Ich war da anderer Auffassung. Eigenhändig gelangte ich wesentlich sicherer und müheloser zum Orgasmus als beim Rumgeturne zu zweien. Zumindest traf das restlos auf mein Verhältnis mit einem geschiedenen Rechtsanwalt zu, in das ich nach jahrelanger Abstinenz geschlittert war. Eine biedere Angelegenheit, die sich zunehmend von der unbefriedigenden Bettgeschichte weg zu einer lauen Freundschaft mit Konzert- und Heurigenbesuchen hin entwickelte und die zum Zeitpunkt von Gisis wildem Liebesabenteuer mit Ben dem Buschmann grade noch bestand.

In diesem Zusammenhang gewinnt eine Begebenheit, die mir, als sie sich zutrug, belanglos erschien, eigene Bedeutung. Zwei, drei Wochen vor dem denkwürdigen Nachmittag, an dem Viktor mich von Gisis Liebschaft mit Ben in Kenntnis gesetzt hatte, war sie kurz in Wien gewesen. Sie hatte mich angerufen, ob ich Zeit für sie hätte, nur rasch auf einen Espresso in der City...

Ein saukalter Nachmittag, eisiger Ostwind. Mit gesenkten Köpfen liefen wir durch die Stadt, als Gisi plötzlich vor der Auslage eines Wäschegeschäftes einen Haken schlug. »Ha«, machte sie und deutete auf ein sensationelles Nichts von einem seidenen Hemdchen, »das muss ich haben.«

Wir betraten das Geschäft, Gisi probierte und kaufte und wollte mich zu etwas ähnlich Bedenkenlosem überreden. Meine Nase lief, ich war antriebslos, ich sah nicht einmal richtig hin.
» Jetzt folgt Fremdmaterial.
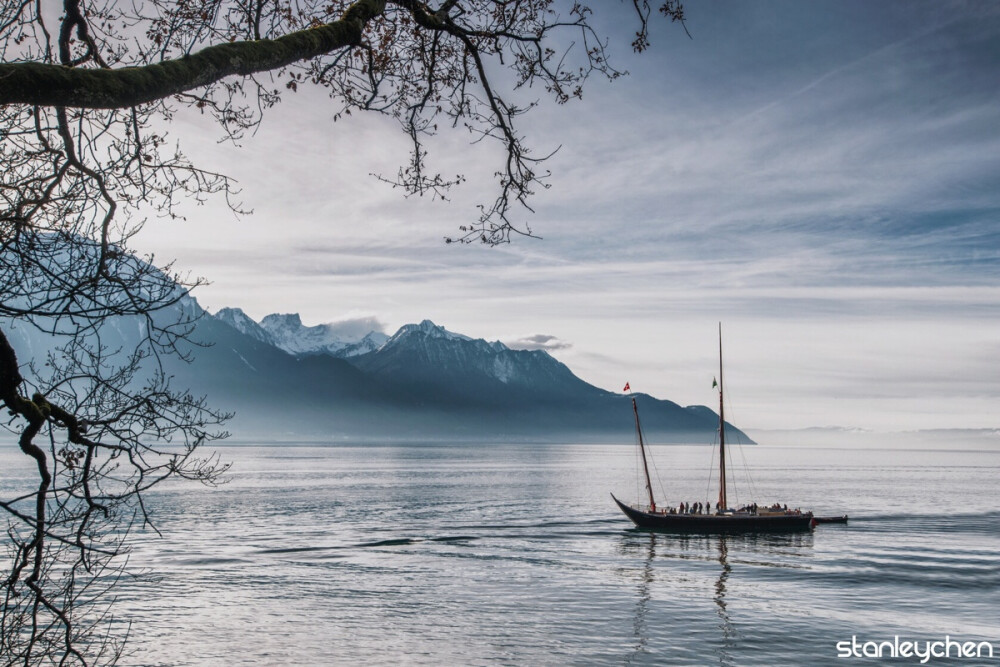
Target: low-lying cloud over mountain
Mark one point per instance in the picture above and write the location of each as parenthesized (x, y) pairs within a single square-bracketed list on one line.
[(338, 382)]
»Ich brauche das nicht«, sagte ich trübe. »Für wen sollte ich mich im Bett aufputzen, für den Jurisprudenzler?«

Gisis Augen hatten geglitzert, als sie mich musterte und mir ohne Wärme an den Kopf warf, ich sei selber schuld an meinem lauen Dasein: »Dich bestimmt nur dein Kopf, selten dein Herz und dein Unterleib nie. Aber in Wahrheit zählen nur Herz und Unterleib, alles andere kannst du vergessen.«

Dann hat sie sich vorgebeugt und mir wie eine antike Tragödin zugezischt: »Denn, Lauraliebchen, wir beide haben nicht mehr alle Zeit der Welt. Wenn wir die Chance kriegen, müssen wir sie mit beiden Händen ergreifen. Erregung und Abenteuer, nur das ist Leben.«

Ja, das hatte sie gesagt. Hätte ich bei unserem Kitzbüheler Gespräch daran gedacht, wäre mir schon damals klar geworden, dass Gisi auf ihren Tarzan nicht verzichten, sondern mit ihm das Weite suchen würde.